Research Objectives and Advanced Research Strategies
Research mission and themes
TRIG's Research Mission is:
To conduct high quality, relevant, novel and internationally competitive research in immunology, transplantation and regenerative medicine
To train and support future research and clinical leaders in immunology and transplantation
Some of our current research themes include:
- Visualising rejection and graft acceptance
- Understanding the impact of infection and memory T cells on transplant outcome
- Immunological profiling of leucocyte populations following transplantation
- Identification of therapeutic protocols that promote the development of regulatory T cells
- Understanding the role of B cells and other regulatory immune cells in transplantation tolerance
- Investigating the impact of immunosuppressive drugs on the development of cancer in transplant patients
- Discovering novel therapeutic interventions
- The interaction between stem cell derived tissues and the immune system
Advanced Research Strategies
Researchers in TRIG have the opportunity, experience, skills and facilities to conduct research which is at the forefront of basic, translational and clinical science.
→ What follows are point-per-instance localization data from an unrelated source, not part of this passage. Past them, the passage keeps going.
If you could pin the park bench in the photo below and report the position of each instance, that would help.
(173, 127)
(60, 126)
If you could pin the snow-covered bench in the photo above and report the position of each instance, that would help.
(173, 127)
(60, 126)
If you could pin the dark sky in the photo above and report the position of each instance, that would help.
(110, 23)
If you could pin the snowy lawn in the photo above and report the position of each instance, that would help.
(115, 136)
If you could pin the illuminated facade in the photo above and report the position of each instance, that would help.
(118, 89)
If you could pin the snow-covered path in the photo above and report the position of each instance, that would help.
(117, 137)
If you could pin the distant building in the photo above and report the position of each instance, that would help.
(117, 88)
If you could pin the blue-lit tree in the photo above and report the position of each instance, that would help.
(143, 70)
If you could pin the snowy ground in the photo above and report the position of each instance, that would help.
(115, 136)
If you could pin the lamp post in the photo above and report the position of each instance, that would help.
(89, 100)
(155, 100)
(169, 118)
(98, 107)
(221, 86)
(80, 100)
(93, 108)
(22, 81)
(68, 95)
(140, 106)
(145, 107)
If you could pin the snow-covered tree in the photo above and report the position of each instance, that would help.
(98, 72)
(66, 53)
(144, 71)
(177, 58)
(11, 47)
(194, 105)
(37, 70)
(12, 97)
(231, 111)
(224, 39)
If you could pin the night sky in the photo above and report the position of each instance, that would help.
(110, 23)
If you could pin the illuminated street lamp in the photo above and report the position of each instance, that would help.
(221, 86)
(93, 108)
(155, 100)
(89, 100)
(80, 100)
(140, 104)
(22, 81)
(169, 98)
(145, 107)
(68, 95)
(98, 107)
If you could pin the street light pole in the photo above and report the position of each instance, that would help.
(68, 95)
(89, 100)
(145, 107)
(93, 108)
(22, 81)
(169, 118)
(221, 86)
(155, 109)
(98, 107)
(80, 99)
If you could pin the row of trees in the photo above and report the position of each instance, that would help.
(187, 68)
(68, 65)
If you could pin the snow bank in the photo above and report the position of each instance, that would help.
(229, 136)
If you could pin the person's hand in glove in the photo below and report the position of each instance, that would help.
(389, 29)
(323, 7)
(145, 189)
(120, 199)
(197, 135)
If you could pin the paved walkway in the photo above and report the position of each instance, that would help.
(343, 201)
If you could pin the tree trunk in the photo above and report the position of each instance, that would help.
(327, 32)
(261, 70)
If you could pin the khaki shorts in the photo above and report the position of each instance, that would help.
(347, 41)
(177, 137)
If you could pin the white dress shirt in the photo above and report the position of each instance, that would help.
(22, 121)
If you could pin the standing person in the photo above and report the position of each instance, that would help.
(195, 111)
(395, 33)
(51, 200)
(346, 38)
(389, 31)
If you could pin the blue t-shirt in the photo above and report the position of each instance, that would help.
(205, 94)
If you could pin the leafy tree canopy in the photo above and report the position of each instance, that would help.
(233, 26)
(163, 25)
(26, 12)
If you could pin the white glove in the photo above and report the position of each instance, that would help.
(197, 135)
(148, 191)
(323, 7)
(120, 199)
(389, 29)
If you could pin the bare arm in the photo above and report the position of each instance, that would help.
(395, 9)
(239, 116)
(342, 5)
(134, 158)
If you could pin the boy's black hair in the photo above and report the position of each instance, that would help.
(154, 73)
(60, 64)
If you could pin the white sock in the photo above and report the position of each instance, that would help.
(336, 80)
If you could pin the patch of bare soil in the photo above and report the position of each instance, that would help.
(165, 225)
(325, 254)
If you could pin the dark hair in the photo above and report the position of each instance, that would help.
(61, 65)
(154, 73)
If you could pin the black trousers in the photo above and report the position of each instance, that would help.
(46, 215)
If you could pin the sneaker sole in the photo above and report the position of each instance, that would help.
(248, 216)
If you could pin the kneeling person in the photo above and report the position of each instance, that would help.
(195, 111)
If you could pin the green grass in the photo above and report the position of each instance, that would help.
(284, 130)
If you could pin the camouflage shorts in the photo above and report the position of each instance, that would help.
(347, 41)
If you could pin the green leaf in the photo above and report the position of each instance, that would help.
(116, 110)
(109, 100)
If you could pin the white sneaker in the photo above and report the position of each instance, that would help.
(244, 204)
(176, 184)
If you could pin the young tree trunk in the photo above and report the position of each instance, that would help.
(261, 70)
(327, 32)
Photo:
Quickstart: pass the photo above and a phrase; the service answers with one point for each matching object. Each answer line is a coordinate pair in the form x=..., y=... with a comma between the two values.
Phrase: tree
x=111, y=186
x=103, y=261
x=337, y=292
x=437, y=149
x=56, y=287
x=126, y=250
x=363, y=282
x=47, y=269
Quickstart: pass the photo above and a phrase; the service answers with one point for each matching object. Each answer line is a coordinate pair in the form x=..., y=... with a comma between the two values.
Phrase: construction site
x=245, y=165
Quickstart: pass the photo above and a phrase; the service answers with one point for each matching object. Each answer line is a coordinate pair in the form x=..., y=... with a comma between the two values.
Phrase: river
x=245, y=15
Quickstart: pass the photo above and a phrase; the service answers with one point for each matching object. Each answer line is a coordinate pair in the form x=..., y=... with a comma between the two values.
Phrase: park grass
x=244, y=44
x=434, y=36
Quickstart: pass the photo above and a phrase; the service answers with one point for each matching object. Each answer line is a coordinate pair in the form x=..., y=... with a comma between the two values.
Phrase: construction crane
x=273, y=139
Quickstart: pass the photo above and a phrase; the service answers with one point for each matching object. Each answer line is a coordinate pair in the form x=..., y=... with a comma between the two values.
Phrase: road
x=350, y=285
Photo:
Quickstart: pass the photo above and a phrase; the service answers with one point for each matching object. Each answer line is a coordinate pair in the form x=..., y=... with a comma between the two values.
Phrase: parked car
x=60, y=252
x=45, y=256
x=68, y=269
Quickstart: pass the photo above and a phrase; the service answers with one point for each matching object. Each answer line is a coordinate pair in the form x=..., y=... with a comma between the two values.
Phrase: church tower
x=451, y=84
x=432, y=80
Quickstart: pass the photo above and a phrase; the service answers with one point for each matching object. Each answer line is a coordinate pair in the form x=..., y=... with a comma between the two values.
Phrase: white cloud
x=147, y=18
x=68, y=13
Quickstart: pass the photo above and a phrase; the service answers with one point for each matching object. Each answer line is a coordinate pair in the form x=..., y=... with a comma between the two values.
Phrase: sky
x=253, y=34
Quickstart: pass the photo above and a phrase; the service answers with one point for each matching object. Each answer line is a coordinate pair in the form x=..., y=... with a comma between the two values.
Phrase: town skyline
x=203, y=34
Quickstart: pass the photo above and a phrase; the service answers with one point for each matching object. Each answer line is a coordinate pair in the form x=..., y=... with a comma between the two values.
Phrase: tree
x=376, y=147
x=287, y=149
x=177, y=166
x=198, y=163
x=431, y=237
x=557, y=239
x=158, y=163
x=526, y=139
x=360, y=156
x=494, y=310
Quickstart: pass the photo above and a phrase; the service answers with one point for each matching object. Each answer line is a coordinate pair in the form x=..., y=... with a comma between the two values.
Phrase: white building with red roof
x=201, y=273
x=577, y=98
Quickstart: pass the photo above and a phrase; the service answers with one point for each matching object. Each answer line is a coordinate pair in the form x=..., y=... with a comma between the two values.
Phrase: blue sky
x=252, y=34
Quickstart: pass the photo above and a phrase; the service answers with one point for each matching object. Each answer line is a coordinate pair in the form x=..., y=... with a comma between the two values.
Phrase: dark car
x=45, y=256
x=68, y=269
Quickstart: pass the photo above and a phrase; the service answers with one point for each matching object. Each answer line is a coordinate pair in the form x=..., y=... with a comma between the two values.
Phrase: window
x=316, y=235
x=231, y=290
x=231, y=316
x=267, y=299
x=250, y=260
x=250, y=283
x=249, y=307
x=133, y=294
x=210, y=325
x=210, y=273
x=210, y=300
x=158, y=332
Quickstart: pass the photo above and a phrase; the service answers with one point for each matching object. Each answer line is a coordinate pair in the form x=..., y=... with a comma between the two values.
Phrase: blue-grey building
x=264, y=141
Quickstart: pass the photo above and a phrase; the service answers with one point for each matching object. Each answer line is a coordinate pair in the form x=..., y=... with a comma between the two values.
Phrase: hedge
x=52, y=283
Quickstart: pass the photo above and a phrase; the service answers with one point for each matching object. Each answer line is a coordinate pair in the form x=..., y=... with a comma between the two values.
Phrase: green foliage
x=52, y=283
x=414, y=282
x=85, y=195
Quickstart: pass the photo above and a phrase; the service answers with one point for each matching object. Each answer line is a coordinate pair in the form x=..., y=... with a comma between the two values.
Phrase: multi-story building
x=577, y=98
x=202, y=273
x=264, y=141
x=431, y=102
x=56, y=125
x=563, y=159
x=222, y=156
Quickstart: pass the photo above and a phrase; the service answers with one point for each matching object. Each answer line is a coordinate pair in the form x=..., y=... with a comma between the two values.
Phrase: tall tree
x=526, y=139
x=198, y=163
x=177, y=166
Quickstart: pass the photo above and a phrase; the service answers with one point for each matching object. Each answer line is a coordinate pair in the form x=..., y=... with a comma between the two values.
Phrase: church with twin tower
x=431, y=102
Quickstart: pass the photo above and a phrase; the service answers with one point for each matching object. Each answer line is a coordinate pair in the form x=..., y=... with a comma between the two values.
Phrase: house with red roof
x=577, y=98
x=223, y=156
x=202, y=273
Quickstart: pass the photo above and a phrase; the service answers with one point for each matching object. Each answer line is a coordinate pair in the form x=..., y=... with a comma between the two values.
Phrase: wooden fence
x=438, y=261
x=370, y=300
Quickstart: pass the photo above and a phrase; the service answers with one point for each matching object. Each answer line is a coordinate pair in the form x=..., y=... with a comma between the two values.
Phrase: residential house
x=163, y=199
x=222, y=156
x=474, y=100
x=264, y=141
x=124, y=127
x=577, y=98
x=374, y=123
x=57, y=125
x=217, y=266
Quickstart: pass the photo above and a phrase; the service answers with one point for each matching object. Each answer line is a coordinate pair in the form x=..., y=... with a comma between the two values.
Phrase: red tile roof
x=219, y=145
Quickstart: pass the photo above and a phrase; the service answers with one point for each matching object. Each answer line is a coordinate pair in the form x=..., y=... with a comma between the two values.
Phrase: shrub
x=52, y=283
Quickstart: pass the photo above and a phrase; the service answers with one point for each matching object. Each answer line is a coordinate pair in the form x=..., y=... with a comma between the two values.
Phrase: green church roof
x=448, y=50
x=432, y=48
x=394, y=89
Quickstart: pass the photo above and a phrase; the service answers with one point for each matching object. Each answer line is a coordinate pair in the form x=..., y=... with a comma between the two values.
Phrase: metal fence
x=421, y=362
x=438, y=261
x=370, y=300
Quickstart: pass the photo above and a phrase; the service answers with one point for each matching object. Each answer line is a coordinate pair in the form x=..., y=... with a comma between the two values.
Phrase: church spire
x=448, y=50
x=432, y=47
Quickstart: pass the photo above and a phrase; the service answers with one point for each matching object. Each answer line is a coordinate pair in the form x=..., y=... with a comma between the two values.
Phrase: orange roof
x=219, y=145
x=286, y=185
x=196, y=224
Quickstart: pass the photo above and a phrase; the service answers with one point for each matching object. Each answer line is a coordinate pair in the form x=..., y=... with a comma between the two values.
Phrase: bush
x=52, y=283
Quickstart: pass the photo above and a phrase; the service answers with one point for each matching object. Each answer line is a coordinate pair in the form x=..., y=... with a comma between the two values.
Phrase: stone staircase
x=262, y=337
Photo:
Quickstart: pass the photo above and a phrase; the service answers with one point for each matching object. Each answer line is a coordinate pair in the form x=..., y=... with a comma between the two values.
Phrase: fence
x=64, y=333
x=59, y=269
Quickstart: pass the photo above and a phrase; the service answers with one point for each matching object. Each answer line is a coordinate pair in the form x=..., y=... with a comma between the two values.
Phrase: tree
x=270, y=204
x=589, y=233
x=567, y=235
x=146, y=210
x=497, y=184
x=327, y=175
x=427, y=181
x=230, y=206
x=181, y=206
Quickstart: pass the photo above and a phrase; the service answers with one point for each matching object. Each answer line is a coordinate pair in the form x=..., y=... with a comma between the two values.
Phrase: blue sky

Our research projects focus on key methodologies and techniques with the objective of delivering a more satisfactory outcome for people who undergo organ transplantation.
Our advanced research strategies include:
Biomarkers and Personalised Medicine
The development of Biological Markers* (Biomarkers) will benefit patients by allowing individualised patient treatment, i.e. tailor made therapy or personalised medicine. This means that clinicians will be able to reduce drug side effects and improve the quality of life for patients as the treatment they receive will be unique to their own specific needs.
Using this approach means that some patients may be able to benefit from reduced immunosuppression if they are shown to be at a lesser risk of rejection. It will also allow the clinician to make better decisions about the status of the patient’s health.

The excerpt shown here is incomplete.